Directed by Isabelle Raynauld
After many years at war, the captains of science and religion are finally coming together at conferences and symposia to establish small truces.
Those in lab coats have acknowledged and begun to study mystical experience, while those in robes have conceded that science sheds light on God, revealing God’s beauty and deepening God’s mystery.
It’s a shaky détente, with hard-liners on both sides constantly threatening to take up arms.
Mystical Brain, a short documentary by University of Montreal film historian Isabelle Raynauld, surveys the no man’s land between science and religion, where people from both camps are teaming up to learn how the brain looks during prayer, meditation and other “mystical” practices.
One team, led by University of Montreal researcher Mario Beauregard, records brain waves of praying Carmelite nuns, showing a correlation between states of prayer and certain brain activity. From there, Beauregard leaps to the conclusion that human beings are “defined and controlled” not only by electrical and chemical processes but by spiritual processes, too. (A journalist accuses Beauregard of exploiting science to validate religion — perhaps a fair charge.)
In the materialist camp is the eccentric Michael Persinger of Laurentian University in Sudbury, Ont., who believes religious experiences are neural phenomena. Persinger uses something he calls the God helmet — go-karting headgear rigged up with electromagnets — to induce states of religious epiphany “without the baggage” of institutional religion.
The film also features the work of Richard Davidson, whose team at the University of Wisconsin-Madison has shown, through brain imaging, that physiological changes take place during meditation. Buddhist monk Matthieu Ricard is shown answering questions about meditation while Davidson’s team blankets his naked scalp with dozens of white electrodes.

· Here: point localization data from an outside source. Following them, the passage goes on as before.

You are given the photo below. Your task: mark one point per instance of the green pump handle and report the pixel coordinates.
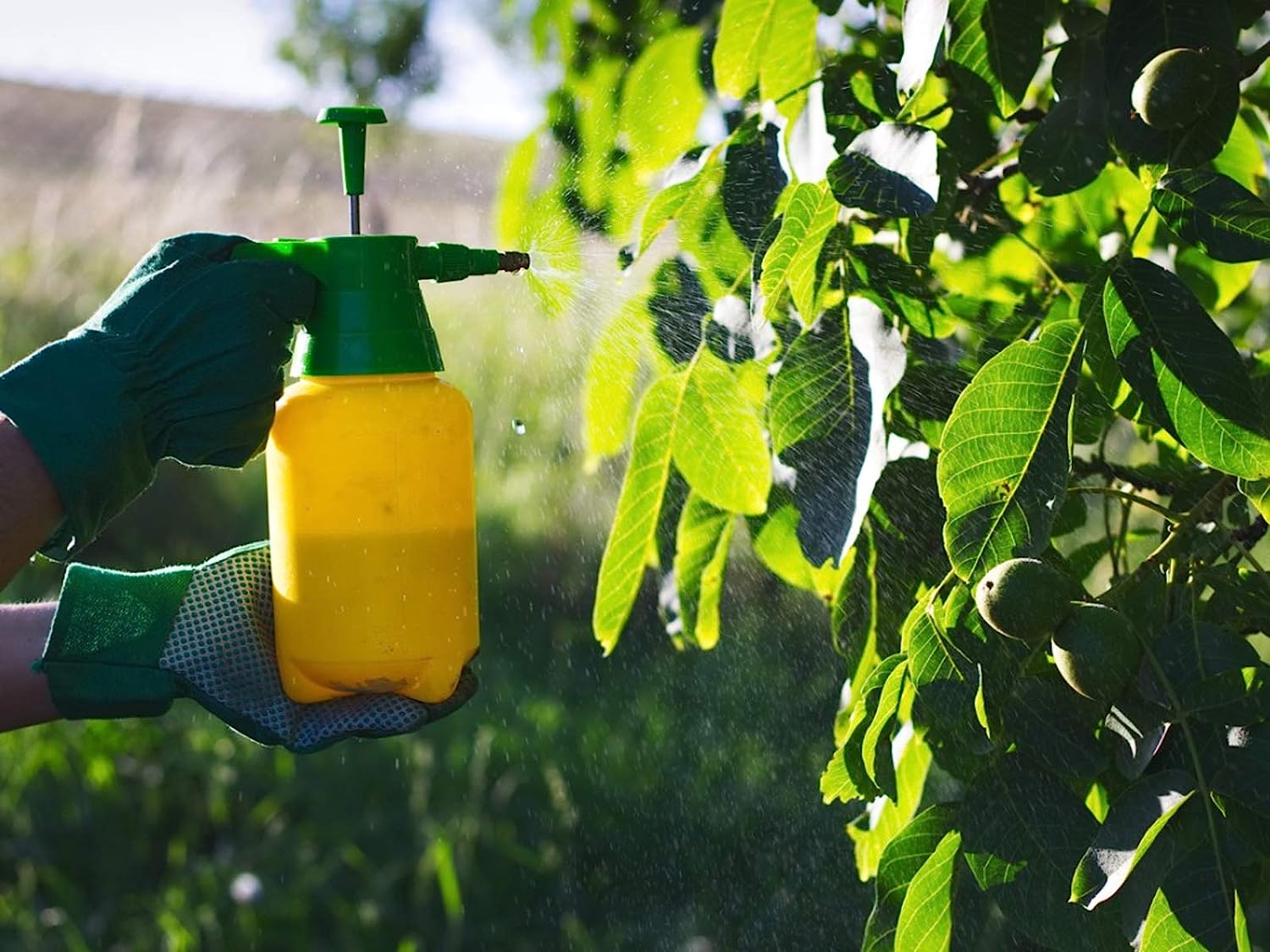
(368, 316)
(352, 121)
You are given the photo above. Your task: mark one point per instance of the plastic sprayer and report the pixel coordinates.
(370, 465)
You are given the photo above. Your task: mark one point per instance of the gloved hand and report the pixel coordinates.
(127, 644)
(182, 360)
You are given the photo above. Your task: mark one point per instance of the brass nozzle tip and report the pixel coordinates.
(513, 261)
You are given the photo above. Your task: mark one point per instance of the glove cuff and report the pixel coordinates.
(102, 657)
(71, 404)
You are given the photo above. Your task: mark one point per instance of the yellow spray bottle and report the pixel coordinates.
(370, 466)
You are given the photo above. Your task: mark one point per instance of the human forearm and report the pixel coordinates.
(30, 508)
(25, 693)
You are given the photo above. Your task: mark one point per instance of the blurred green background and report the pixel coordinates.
(652, 800)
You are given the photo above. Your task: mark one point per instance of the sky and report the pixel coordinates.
(221, 52)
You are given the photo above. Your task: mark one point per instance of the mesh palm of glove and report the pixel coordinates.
(182, 360)
(127, 644)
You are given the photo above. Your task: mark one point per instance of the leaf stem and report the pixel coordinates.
(942, 107)
(1252, 61)
(1046, 264)
(1193, 751)
(1132, 498)
(1102, 466)
(1137, 228)
(1181, 531)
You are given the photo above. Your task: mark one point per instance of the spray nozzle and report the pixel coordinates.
(449, 261)
(352, 121)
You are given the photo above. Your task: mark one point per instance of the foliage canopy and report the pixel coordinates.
(919, 292)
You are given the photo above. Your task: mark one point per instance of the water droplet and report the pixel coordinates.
(246, 888)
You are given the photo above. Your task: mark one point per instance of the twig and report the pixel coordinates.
(1252, 61)
(1122, 474)
(1180, 533)
(1132, 498)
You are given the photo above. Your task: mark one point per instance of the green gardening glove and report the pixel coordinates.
(183, 360)
(127, 644)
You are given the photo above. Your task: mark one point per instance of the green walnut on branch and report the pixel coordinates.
(1096, 652)
(1173, 89)
(1026, 598)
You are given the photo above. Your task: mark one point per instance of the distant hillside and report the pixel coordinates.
(86, 167)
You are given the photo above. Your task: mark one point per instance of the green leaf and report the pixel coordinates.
(944, 674)
(1068, 147)
(1097, 353)
(875, 746)
(770, 42)
(899, 289)
(1000, 42)
(826, 418)
(1021, 835)
(678, 306)
(632, 540)
(1214, 213)
(815, 390)
(1140, 30)
(903, 857)
(792, 258)
(670, 201)
(1259, 494)
(515, 195)
(610, 382)
(1191, 911)
(597, 127)
(1185, 370)
(1216, 284)
(1056, 726)
(719, 443)
(924, 25)
(789, 58)
(1006, 452)
(926, 916)
(774, 538)
(886, 822)
(1133, 823)
(662, 99)
(700, 556)
(848, 776)
(889, 170)
(752, 182)
(855, 608)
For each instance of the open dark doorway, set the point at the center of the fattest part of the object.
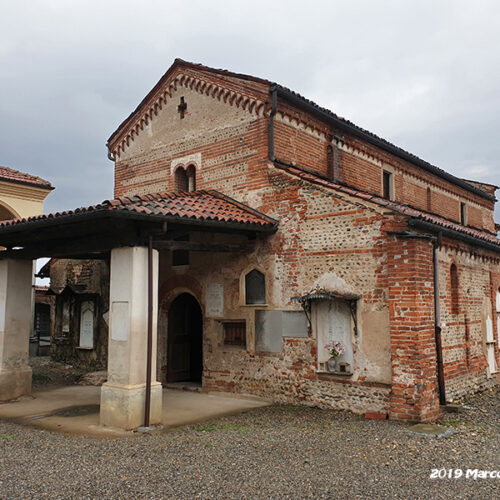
(184, 340)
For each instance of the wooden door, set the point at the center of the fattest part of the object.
(184, 340)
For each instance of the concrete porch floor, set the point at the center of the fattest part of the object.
(75, 409)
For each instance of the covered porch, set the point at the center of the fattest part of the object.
(129, 232)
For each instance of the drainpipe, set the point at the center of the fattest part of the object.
(147, 407)
(437, 322)
(274, 100)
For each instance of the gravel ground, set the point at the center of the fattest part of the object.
(274, 452)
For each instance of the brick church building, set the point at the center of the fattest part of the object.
(272, 227)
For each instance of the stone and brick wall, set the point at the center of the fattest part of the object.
(464, 323)
(322, 233)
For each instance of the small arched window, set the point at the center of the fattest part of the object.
(181, 180)
(191, 177)
(255, 288)
(454, 289)
(185, 178)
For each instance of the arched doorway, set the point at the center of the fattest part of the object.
(184, 340)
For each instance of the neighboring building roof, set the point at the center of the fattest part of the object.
(208, 206)
(11, 175)
(395, 206)
(310, 106)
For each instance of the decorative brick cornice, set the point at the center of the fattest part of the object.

Mystical Brain is a light introduction to a heavy topic, showing the personalities and perspectives at the centre of the debate over the nature of the soul.
Tufts University philosopher and noted secularist Daniel Dennett, who provides musings throughout, says scientists and spiritualists have in common a passion for understanding. “Science at its best is very spiritual. Very spiritual,” he says, while religion, freed from the bonds of doctrine, is genetic.
Now, if only the warring parties would agree to this in writing.
Drew Halfnight is a writer in Guelph, Ont.